With new regulations, requirements, and changes incessantly complicating the healthcare IT environment, clinicians can easily get caught up. As an IT leader, there's a deep-rooted risk in asking clinicians to leap through more hoops so as to satisfy another federal initiative, like Computerized Physician Order Entry (CPOE).
At Kootenai Health, our strategy before CPOE go-live was to proactively implement time-saving technologies that might offset the new demands: Virtual Desktop Infrastructure and Single check in (VDI and SSO).
In some ways, this was a clean win. VDI and SSO allow doctors to quickly “tap” in and out of workstations with a swipe of their encoded badge. For every clinical user, VDI/SSO is estimated to save lots of five hours per month related to loading and login time.
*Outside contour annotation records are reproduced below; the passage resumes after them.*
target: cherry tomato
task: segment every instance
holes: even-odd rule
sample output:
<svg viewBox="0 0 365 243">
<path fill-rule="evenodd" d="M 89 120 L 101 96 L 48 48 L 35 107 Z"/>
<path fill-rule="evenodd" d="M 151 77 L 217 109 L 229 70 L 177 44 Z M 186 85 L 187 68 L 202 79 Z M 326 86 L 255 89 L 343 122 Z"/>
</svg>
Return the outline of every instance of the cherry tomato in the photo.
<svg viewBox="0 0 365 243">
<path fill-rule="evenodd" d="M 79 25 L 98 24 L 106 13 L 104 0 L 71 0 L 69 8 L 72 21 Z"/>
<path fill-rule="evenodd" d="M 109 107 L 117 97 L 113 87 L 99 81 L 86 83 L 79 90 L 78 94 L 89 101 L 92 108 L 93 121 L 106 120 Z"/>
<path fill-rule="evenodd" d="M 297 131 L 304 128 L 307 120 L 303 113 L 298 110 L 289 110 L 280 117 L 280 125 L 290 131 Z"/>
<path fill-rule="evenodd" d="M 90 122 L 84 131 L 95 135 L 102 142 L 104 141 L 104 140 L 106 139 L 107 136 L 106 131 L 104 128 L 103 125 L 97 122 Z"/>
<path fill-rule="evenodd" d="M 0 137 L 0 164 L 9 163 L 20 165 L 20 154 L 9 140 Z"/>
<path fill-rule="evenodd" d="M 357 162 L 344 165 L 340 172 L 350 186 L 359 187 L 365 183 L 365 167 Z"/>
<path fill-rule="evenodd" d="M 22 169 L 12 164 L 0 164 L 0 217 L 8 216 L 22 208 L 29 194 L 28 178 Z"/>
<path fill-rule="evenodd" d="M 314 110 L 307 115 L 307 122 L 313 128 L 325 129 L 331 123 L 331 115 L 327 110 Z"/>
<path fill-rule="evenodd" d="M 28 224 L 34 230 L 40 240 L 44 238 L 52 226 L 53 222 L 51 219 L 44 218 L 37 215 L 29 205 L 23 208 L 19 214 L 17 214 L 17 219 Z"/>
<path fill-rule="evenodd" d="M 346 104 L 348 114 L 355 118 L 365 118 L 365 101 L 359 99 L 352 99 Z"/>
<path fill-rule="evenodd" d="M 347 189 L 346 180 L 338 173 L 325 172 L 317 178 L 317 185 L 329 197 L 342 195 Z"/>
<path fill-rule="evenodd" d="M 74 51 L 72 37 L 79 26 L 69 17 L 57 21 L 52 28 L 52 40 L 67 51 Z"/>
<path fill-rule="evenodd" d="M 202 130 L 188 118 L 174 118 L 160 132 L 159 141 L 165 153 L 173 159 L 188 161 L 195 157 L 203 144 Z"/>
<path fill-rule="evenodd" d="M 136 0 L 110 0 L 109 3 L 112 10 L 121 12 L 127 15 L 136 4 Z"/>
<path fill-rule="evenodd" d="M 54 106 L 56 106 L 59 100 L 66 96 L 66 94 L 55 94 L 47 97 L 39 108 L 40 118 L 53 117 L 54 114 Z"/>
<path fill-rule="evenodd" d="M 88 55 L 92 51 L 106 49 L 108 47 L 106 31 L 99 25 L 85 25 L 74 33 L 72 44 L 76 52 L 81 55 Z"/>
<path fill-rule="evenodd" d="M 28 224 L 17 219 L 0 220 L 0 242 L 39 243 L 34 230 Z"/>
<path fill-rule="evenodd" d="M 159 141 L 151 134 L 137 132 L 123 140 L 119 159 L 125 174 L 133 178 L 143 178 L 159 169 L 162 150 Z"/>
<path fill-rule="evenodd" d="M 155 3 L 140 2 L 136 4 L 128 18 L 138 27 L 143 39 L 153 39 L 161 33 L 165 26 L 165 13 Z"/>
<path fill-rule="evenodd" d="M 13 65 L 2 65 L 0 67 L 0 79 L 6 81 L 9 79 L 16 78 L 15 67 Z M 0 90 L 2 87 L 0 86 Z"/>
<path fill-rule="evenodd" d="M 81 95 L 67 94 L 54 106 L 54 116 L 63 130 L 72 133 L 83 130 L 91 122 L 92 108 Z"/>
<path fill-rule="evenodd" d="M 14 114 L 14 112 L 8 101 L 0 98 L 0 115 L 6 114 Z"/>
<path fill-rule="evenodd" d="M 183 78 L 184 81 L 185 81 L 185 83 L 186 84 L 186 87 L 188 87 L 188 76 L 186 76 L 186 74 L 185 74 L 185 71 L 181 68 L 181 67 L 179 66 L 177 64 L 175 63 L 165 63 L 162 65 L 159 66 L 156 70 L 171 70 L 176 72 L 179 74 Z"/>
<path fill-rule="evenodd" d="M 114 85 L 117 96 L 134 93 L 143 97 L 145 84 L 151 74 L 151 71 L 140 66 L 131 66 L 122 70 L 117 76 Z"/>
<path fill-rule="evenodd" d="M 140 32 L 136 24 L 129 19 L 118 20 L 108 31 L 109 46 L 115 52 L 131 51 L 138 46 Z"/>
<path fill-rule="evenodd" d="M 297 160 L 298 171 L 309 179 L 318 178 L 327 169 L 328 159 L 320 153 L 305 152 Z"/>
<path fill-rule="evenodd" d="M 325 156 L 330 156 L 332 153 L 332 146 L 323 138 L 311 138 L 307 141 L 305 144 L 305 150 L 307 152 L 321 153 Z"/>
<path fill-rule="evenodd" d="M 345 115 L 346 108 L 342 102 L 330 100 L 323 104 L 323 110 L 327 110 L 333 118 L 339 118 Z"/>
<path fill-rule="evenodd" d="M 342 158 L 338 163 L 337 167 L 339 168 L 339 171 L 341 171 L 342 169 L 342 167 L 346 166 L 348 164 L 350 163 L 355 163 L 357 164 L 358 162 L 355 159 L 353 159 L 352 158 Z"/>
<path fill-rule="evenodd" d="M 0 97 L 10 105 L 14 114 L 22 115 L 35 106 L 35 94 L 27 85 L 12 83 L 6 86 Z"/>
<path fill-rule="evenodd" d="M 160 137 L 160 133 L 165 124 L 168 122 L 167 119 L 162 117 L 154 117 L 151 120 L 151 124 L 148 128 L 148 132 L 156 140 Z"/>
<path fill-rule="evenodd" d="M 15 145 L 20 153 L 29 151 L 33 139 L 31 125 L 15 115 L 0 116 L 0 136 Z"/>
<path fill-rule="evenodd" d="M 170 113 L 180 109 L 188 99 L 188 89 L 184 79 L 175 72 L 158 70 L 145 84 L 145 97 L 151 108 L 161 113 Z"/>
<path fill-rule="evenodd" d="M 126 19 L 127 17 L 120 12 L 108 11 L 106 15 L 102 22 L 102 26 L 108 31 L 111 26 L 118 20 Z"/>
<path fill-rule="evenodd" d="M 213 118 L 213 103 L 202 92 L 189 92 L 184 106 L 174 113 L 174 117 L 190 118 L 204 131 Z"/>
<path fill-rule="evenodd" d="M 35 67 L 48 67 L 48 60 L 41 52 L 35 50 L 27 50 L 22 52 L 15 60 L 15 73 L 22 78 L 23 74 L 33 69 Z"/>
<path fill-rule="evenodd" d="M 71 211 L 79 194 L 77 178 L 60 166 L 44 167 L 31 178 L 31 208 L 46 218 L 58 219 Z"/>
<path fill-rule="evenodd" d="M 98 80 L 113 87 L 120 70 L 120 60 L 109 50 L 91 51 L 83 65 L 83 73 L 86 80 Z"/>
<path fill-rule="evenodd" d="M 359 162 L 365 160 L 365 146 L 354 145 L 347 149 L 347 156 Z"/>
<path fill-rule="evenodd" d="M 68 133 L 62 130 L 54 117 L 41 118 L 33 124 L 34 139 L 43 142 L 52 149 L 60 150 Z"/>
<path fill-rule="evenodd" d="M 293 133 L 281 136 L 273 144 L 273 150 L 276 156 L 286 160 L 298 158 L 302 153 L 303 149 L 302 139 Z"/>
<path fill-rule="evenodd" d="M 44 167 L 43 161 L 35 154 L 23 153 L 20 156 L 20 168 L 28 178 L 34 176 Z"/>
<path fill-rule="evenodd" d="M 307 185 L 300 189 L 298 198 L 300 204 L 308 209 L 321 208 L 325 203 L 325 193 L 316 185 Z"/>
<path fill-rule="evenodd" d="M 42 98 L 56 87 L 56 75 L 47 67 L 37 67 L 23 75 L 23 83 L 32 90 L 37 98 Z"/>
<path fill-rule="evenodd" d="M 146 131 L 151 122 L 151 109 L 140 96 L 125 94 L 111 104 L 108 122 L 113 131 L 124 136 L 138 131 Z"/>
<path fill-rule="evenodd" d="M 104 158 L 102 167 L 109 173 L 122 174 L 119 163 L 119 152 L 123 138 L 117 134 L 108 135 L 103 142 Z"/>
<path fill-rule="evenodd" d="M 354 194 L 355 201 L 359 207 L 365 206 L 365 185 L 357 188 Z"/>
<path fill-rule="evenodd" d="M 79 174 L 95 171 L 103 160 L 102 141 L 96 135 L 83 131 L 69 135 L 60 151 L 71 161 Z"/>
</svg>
It didn’t take long in the least for users at Kootenai Health to ascertain that new methods and technologies could support their natural workflows and ultimately save them time.
In the first month alone, VDI and SSO automated quite 250,000 application logins at Kootenai Health. This resulted in significant time savings, allowing the clinicians to spend longer that specialize in their top priority: patient care. Estimated productivity savings for the primary year after implementation were approximately $1.5M and ongoing annualized savings are approximately $1.8M.
VDI and SSO add up on all levels. Not only does this technology support the fluid clinical experience, it also results in significant productivity savings, enhanced security, space efficiency, hardware savings, efficient desktop management, and simplified back-end support.
From a security standpoint, the results of our VDI/ SSO implementation are completely positive. In traditional, distributed computing situations, clinicians sometimes use generic login credentials, leave stations logged in unattended, or forget sensitive papers on the printer.